Mówił m.in. o problemach, na jakie napotyka wykonywanie wyroków Trybunału. Wskazał, że dotyczy to zwłaszcza sytuacji, gdy Trybunał odroczy utratę mocy niekonstytucyjnego przepisu w trosce o stan prawny, w który wkomponowany jest zakwestionowany przepis.
Tymczasem parlament - mówił Rzepliński - nieraz nie dochowuje wskazanego w orzeczeniu TK terminu, co powoduje istotne problemy prawne. Jak tłumaczył, problemy pojawiają się, ponieważ "wystarczy wyjąć jedną niekonstytucyjną cegiełkę, aby zachwiał się cały system".
Dotyczyło to np. wyroku w sprawie opłat za udzielanie koncesji na rozpowszechnianie programów radiowych i telewizyjnych. Sama procedura opłat za koncesje nie budziła wątpliwości TK i nie była przedmiotem kontroli - relacjonował prezes Trybunału. Ustawodawca nie dochował jednak ustawowego standardu ustanowienia wysokości opłaty i te przepisy TK uznał za niekonstytucyjne. Jak zaznaczył Rzepliński, ich usunięcie oznaczało jednak, że cała ustawa nie mogłaby być wykonywana.
Trybunał odroczył więc utratę mocy niekonstytucyjnych przepisów, by dać ustawodawcy czas na wprowadzenie koniecznych zmian. "Ustawodawca zareagował, ale trzy i pół miesiąca po upływie terminu" - powiedział Rzepliński.

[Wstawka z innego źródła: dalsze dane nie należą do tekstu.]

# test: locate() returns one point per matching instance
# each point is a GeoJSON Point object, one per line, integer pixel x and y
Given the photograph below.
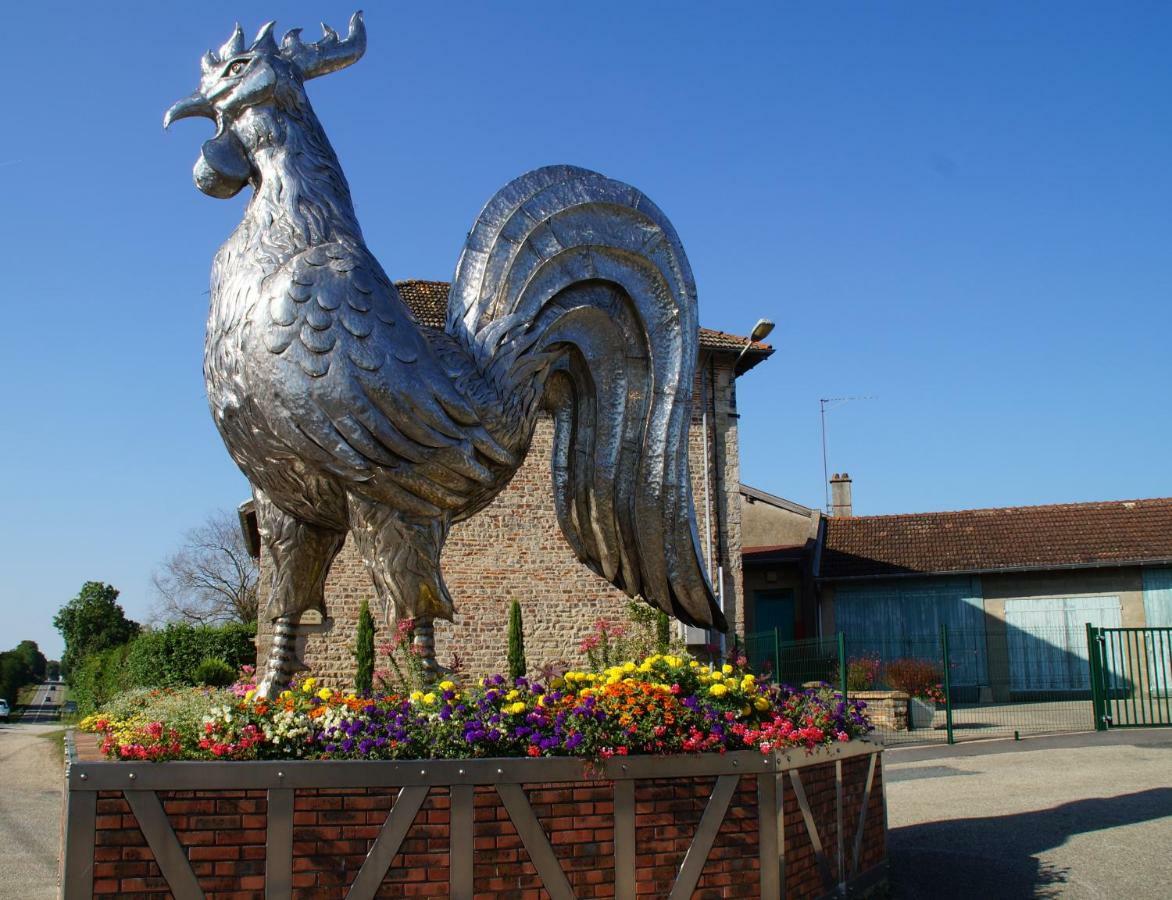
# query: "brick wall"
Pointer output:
{"type": "Point", "coordinates": [515, 550]}
{"type": "Point", "coordinates": [223, 834]}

W roku 2014 - jak wynika ze sprawozdania - Trybunał odroczył utratę mocy przepisów w 17 werdyktach. Na pięć werdyktów, których termin utraty mocy minął, parlament zmieścił się w czasie w dwóch przypadkach, a spóźnił w trzech. Są też takie wyroki, które od lat nie są wykonywane.
Tymczasem, jak podkreślał Rzepliński, dobra współpraca TK z parlamentem wymaga terminowego dokonywania zmian w prawie zakwestionowanym przez Trybunał.
Prezes TK zwrócił uwagę, że istotna jest tu rola Senatu, do którego należy inicjatywa ustawodawcza w przypadkach przeprowadzenia koniecznych zmian w ustawach uznanych za przez TK za niezgodne z ustawą zasadniczą.